4. Lithuanian Pavilion
Sun & Sea (Marina): Rugilė Barzdžiukaitė, Vaiva Grainytė, and Lina Lapelytė
Off the beaten track but worth the trip, the Lithuanian Pavilion features a vibrant nine-hour opera by director Rugilė Barzdžiukaitė, writer Vaiva Grainytė, and composer Lina Lapelytė.
Titled Sun & Sea (Marina), the durational performance takes place on an artificial beach installed inside a disused military building and features over 20 singers and actors clad in swimsuits lazily sprawled on beach towels under heaters. Visitors can climb to the mezzanine to view the scene from above.

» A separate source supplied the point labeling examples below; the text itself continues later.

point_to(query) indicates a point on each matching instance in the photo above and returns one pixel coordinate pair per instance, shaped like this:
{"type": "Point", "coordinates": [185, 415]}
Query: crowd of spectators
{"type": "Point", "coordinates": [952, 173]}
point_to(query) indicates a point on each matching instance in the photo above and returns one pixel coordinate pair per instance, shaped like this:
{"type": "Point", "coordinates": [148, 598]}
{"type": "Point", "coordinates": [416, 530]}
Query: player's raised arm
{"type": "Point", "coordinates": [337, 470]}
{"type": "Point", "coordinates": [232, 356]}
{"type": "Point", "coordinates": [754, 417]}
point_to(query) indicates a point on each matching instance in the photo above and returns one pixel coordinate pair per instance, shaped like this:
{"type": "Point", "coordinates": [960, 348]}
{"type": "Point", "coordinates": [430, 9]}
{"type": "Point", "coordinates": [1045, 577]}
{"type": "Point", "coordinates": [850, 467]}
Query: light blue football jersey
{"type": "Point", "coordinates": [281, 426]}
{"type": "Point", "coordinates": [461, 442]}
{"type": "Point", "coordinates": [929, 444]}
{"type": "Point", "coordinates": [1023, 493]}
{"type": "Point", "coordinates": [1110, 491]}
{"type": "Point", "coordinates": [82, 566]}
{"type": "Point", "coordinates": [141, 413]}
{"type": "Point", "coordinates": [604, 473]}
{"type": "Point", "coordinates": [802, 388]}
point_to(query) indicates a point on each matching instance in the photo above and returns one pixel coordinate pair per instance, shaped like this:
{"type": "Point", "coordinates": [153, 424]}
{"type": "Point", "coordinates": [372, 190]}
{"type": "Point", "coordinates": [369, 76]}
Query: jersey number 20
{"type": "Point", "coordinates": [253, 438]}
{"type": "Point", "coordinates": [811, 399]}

The leisurely view of a day at the beach is pleasant at first but quickly becomes disturbing: Will a near-future eco-catastrophe mean that all of us would soon be frequenting artificial beaches, as the natural ones will be too polluted and toxic? Listen carefully and you’ll notice the libretto oscillates between soothing wave sounds to climate change stories and poppy melodies imagining the last day on Earth.
5. U.S. Pavilion
Liberty/Libertá: Martin Puryear
Martin Puryear large-scale yet pared-back sculptures make for a serenely powerful, symbolically charged exhibition inside and outside the U.S. Pavilion. At its core, a site-specific sculpture in the pavilion’s rotunda, A Column for Sally Hemings, is dedicated to the African-American slave owned by Thomas Jefferson who gave birth to four of his children. The red-painted cedar sculpture Big Phrygian resembles the cap that came to symbolize the French Revolution; in an opposite room, the sculpture Tabernacle is reminiscent of a soldier’s cap from the American Civil War. Its interior is lined with patterned fabric, like wallpaper, and through an opening, a round, shiny sphere resembles an eyeball staring back at the viewer. It’s a quietly political exhibition as a retort to loud and turbulent times, drawing a line between America’s history and its present.